Luckily, unlike with the case of museum and gallery exhibits and plays, new restaurants tend to stay open long enough to visit on a more leisurely basis. Even so, we are too anxious to discover new finds to wait for too long before visiting new concepts or particularly interesting new places from noteworthy chefs. So, in addition to getting reacquainted with some of our favorites, we got our first tastes of a number of new ones. Our favorites of this new crop included:
- TBD, the wonderfully casual small-plate restaurant from the people who brought us AQ. A regularly changing menu of about 16 items that are suitable for sharing. Not a clunker among the roughly ten dishes shared among four of us, ;
- Verbeena, the San Francisco-based spin off of Gather (Berkeley) that specializes in innovative preparations and artistic presentations of dishes from fresh ingredients from local, artisanal producers. Focus especially on some of the vegetable-based offerings (a specialty of Gather).
- Kin Khao, a Thai restaurant that produces fascinating, and from our visit (unfortunately, unlike those of the Chronicle’s Michael Bauer), excellent recreations of authentic Thai dishes. The best way to go is with a crowd, so you can sample many of the wonderful dishes.
- Fog City Diner, with its new design, concept and chef, is a casual and friendly winner, with a broad range of interesting and tasty dishes and helpful service.
- Stone’s Throw, an impressive start from a team dedicated to applying training in four-star restaurant cooking and service to a Russian Hill neighborhood eatery.
- Hong Kong Lounge II, where we relived our recent time in Beijing and Hong Kong with very good Shanghai dumplings and Peking duck, and a slightly less satisfying surf clams in black bean sauce with peppers and onions.
Unfortunately, not all new restaurants achieved (at least to our tastes) similarly noteworthy results. We were particularly disappointed in two new restaurants for which we had high initial hopes:
- The Coachman, Charles Phan’s attempt at British food went, at least in our view, terribly wrong. While the menu we initially saw online had some interesting dishes, these had disappeared from the actual menu by the time we arrived. We made due with a couple of very disappointing standard dishes, including a prime rib which had more fat than meat and little taste.
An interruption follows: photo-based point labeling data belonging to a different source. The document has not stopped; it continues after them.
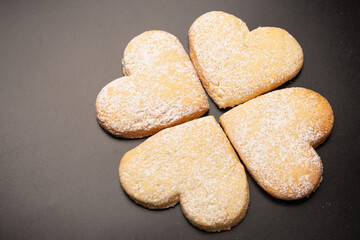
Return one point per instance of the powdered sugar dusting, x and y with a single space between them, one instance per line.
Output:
274 135
160 88
194 163
236 65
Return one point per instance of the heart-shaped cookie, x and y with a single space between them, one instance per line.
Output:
236 65
274 135
193 163
160 89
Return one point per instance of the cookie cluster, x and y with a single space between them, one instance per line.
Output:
193 161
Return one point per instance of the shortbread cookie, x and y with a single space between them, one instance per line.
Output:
274 135
160 89
236 65
194 164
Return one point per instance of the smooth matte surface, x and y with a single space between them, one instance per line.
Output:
59 169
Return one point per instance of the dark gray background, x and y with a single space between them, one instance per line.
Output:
59 169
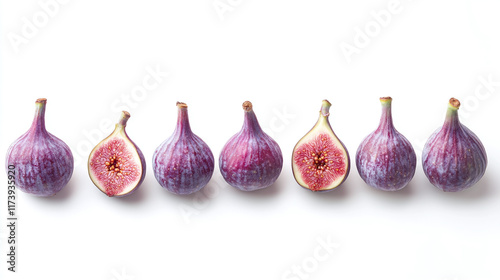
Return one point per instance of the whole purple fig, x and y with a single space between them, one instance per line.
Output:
251 159
454 158
385 159
43 163
183 163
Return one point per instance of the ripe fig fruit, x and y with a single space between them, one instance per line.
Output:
116 165
454 158
320 162
251 159
183 163
42 163
385 159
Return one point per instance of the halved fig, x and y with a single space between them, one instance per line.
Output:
116 165
320 162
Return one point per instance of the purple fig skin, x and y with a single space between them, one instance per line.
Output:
385 159
251 159
115 168
43 163
454 158
183 164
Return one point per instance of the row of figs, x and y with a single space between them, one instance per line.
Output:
453 158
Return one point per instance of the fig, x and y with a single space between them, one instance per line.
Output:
43 164
320 161
183 164
251 159
385 159
116 165
454 158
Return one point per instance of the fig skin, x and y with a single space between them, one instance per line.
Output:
183 164
454 158
129 164
385 159
320 161
251 159
43 163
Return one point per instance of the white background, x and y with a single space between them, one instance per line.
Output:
87 57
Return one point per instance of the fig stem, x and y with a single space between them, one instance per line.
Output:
325 108
38 124
123 119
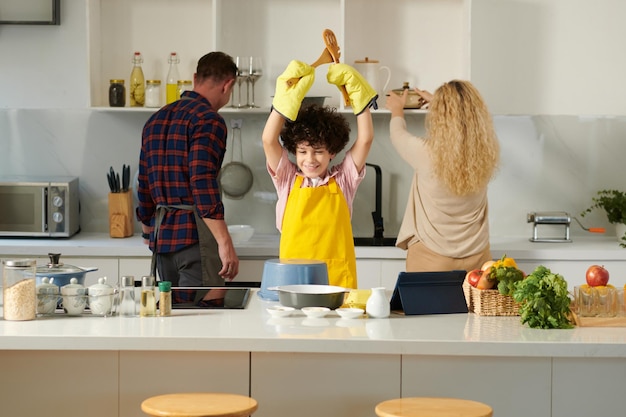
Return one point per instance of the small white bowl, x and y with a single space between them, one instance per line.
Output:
280 311
350 312
315 312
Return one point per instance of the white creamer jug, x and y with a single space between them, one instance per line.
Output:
373 73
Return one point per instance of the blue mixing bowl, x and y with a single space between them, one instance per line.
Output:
278 272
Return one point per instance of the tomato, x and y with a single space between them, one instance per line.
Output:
473 277
486 283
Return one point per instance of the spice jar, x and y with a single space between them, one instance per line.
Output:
165 298
153 93
147 307
19 289
117 93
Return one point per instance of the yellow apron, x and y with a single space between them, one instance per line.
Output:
316 225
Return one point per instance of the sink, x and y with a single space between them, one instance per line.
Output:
374 241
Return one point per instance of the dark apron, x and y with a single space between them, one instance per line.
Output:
209 254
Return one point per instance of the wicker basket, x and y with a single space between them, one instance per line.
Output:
489 302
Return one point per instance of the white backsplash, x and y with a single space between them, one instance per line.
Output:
548 163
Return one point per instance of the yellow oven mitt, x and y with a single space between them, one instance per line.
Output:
361 93
287 99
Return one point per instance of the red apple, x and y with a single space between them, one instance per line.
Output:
473 276
487 265
597 275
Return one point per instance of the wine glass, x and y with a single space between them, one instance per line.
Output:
256 71
243 71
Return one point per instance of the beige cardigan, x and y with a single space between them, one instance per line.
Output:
450 225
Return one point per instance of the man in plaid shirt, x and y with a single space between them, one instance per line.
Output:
180 206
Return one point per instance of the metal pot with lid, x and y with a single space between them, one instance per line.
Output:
61 273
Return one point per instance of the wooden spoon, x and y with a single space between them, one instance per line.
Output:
331 45
325 58
330 54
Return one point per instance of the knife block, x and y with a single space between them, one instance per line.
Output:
121 214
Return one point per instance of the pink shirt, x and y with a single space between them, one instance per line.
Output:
345 174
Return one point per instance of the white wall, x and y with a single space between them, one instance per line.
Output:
45 66
548 162
550 56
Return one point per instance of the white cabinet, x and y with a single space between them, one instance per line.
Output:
314 384
425 42
497 381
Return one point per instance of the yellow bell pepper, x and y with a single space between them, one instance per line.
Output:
504 262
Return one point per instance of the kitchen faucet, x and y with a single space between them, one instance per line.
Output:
377 214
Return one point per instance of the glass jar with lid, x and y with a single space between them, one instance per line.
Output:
183 85
117 93
153 93
19 289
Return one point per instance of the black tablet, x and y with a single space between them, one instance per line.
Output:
429 293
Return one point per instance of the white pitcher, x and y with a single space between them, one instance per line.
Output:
377 305
372 71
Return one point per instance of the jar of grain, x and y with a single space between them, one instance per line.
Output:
19 289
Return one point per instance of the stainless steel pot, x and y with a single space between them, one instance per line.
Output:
299 296
235 178
59 273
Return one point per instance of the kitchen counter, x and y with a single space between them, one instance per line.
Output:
596 248
294 365
253 330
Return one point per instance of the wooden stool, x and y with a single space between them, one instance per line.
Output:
199 404
432 407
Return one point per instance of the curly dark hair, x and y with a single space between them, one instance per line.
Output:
318 126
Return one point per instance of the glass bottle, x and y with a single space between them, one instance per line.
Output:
165 298
117 93
153 93
127 297
183 85
171 84
137 82
19 290
147 308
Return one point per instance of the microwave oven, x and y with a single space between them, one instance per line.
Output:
39 206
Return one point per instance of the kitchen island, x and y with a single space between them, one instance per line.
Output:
376 265
105 366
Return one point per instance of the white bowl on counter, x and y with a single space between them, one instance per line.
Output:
315 312
350 312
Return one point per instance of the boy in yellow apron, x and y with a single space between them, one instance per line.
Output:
314 201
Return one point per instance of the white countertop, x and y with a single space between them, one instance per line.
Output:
593 248
253 330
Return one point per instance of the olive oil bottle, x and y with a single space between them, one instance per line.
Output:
171 86
137 83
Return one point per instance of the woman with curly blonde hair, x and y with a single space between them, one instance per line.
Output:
446 224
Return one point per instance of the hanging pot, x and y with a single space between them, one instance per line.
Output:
61 273
235 178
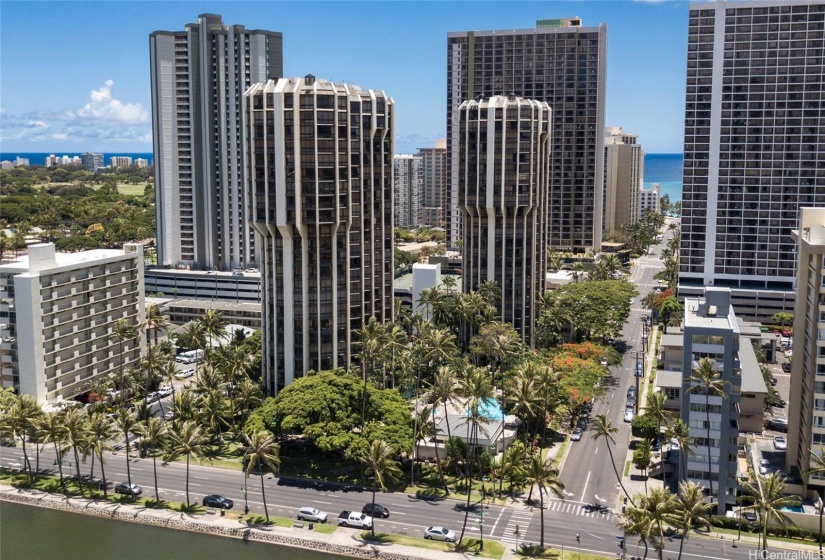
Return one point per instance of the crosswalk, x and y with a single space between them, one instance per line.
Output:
520 519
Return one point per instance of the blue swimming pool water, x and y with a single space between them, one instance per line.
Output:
490 409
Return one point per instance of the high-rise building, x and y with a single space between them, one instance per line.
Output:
120 161
623 172
320 181
712 331
58 313
199 76
434 169
559 62
503 164
806 405
91 162
753 147
408 186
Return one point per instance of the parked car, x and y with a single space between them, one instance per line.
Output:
308 513
128 489
217 501
628 415
375 510
439 534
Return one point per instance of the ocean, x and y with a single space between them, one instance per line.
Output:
665 169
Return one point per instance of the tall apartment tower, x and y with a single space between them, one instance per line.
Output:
58 313
806 405
712 331
503 165
434 169
198 79
753 147
408 187
319 157
623 172
559 62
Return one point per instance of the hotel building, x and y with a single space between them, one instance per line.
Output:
754 132
503 164
559 62
57 318
320 171
198 78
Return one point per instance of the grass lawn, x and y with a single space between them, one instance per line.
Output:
492 549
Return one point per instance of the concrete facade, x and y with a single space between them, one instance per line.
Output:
58 313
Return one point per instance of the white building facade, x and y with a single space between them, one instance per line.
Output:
57 318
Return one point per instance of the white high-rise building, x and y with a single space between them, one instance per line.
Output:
57 318
503 170
560 62
408 187
753 147
320 181
199 76
623 172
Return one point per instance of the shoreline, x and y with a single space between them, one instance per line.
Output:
342 542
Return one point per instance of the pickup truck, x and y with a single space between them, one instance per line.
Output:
355 519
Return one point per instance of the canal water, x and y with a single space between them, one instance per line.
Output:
35 533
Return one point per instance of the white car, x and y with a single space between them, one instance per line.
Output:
439 533
185 373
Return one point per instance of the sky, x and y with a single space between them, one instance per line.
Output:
74 76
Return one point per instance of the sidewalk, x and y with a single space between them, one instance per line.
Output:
343 541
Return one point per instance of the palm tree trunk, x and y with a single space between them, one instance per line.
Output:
60 467
103 475
155 468
438 458
187 480
263 494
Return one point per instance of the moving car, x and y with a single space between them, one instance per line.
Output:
128 489
218 501
308 513
375 510
439 534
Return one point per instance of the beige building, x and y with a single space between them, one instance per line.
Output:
806 405
57 318
623 172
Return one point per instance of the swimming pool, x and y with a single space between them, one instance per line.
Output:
489 409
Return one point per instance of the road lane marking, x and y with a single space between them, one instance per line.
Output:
586 482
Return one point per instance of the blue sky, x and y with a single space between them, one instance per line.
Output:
74 76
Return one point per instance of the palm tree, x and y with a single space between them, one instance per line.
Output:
123 331
261 452
19 422
55 432
77 433
603 428
155 436
381 466
476 389
541 472
706 379
101 431
767 498
689 511
127 423
655 407
817 468
187 439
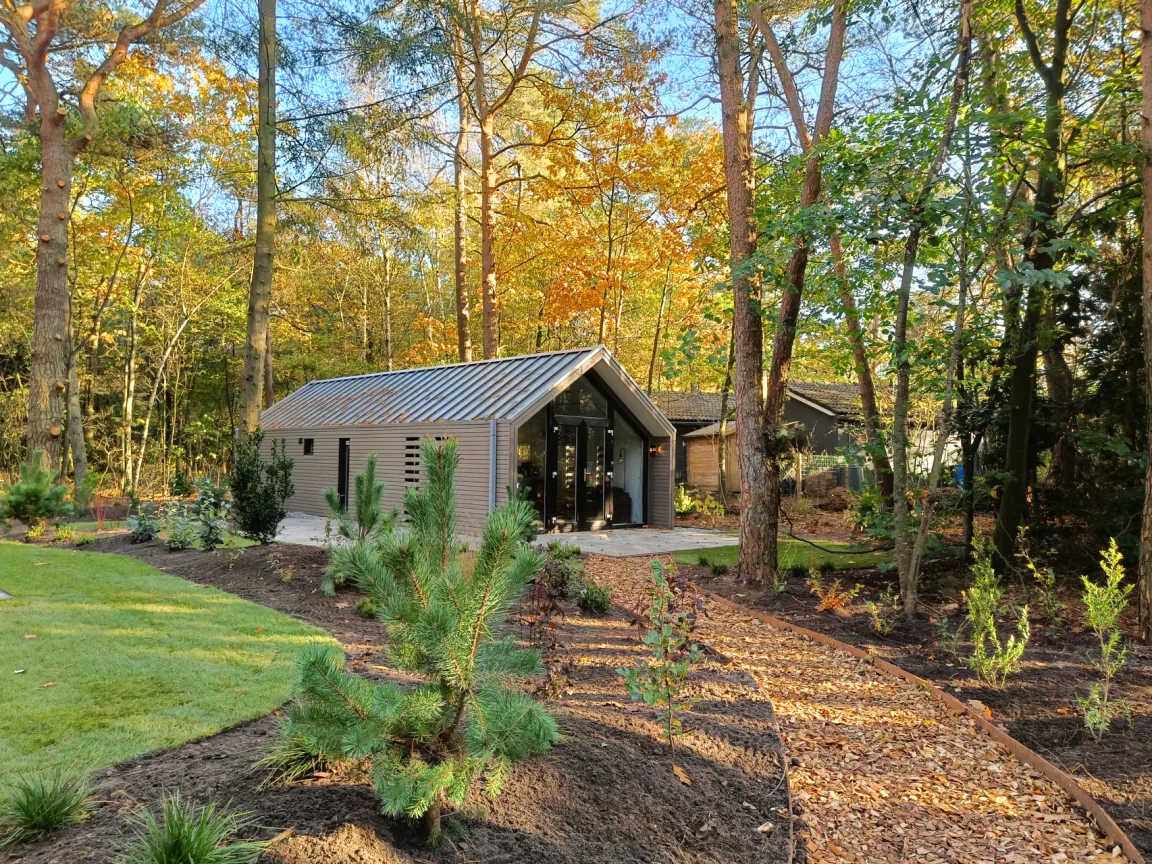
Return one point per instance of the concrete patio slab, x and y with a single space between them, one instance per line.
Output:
308 530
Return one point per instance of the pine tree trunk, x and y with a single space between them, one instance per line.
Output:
48 372
1145 562
463 311
748 330
487 230
260 292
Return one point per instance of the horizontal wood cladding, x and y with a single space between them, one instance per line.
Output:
396 448
703 463
660 482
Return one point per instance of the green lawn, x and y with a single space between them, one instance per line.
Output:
791 552
127 659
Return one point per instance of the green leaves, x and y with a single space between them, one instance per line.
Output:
429 743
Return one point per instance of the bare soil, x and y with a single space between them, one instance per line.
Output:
606 793
1038 704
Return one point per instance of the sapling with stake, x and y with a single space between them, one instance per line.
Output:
1104 604
660 682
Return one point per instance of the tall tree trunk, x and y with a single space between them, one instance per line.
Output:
722 452
748 328
260 294
876 445
463 311
48 372
775 394
270 392
1043 229
904 556
659 324
1145 562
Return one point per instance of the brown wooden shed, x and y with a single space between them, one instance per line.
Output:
590 448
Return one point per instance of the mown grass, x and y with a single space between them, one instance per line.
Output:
104 658
843 555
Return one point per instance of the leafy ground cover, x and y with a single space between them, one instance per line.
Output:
105 658
840 555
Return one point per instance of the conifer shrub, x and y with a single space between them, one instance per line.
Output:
361 531
992 660
35 498
427 744
260 489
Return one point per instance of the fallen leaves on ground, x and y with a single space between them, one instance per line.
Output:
881 772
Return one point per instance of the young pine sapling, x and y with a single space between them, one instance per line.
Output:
427 743
1104 604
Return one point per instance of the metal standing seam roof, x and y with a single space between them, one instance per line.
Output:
485 389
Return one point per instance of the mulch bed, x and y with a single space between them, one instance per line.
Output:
606 793
1038 704
883 772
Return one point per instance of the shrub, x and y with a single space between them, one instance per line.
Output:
259 489
180 532
683 503
992 660
660 682
37 804
1104 604
143 527
593 599
370 520
426 744
35 498
189 833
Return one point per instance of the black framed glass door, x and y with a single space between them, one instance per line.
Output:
582 471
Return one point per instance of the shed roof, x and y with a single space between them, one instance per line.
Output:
503 388
842 400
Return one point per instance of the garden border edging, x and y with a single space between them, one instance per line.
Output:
1081 795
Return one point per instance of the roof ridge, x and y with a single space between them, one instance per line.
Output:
384 372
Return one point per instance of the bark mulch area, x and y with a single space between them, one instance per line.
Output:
1038 704
880 771
606 793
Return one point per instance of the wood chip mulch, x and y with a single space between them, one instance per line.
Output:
881 772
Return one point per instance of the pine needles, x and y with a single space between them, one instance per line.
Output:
429 743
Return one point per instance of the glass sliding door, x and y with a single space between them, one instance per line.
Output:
567 476
591 515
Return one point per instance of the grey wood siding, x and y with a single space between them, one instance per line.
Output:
311 475
660 483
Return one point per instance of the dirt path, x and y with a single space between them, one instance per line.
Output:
880 771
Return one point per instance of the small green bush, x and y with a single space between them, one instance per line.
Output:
180 532
260 489
1104 604
992 660
188 833
37 804
593 599
35 498
143 527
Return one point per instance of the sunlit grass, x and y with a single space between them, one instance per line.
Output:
842 556
126 659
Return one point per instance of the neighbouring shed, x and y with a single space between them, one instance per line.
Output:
826 411
590 448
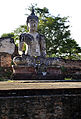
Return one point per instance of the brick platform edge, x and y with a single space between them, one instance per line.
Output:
40 104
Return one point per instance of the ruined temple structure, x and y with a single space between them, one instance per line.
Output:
33 63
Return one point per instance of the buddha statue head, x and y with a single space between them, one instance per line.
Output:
32 22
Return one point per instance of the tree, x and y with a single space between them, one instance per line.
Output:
9 35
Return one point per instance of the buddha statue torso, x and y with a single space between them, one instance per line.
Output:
35 42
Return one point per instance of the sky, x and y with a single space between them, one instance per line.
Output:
12 14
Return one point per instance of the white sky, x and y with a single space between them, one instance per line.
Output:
12 14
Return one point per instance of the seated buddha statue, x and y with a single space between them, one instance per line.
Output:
35 42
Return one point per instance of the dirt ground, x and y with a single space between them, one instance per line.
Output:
12 85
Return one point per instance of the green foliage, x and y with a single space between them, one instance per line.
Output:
10 35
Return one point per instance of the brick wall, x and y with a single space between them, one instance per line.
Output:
40 104
5 60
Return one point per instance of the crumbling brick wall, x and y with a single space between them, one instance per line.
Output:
5 60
- The Square, a casual restaurant from the proprietors of the wonderful Sons & Daughters, whose new restaurants “straight-forward food” was certainly that, although to our tastes (and our one and only visit), simplistic and disappointing.
But while we have made a small dent in the number of restaurants that opened since last fall, we have many, many others to go. Among those we are most anxious to try are Tosca Café, Nico, Akiko, Ichi Sushi, The Commissary and Ala Romano.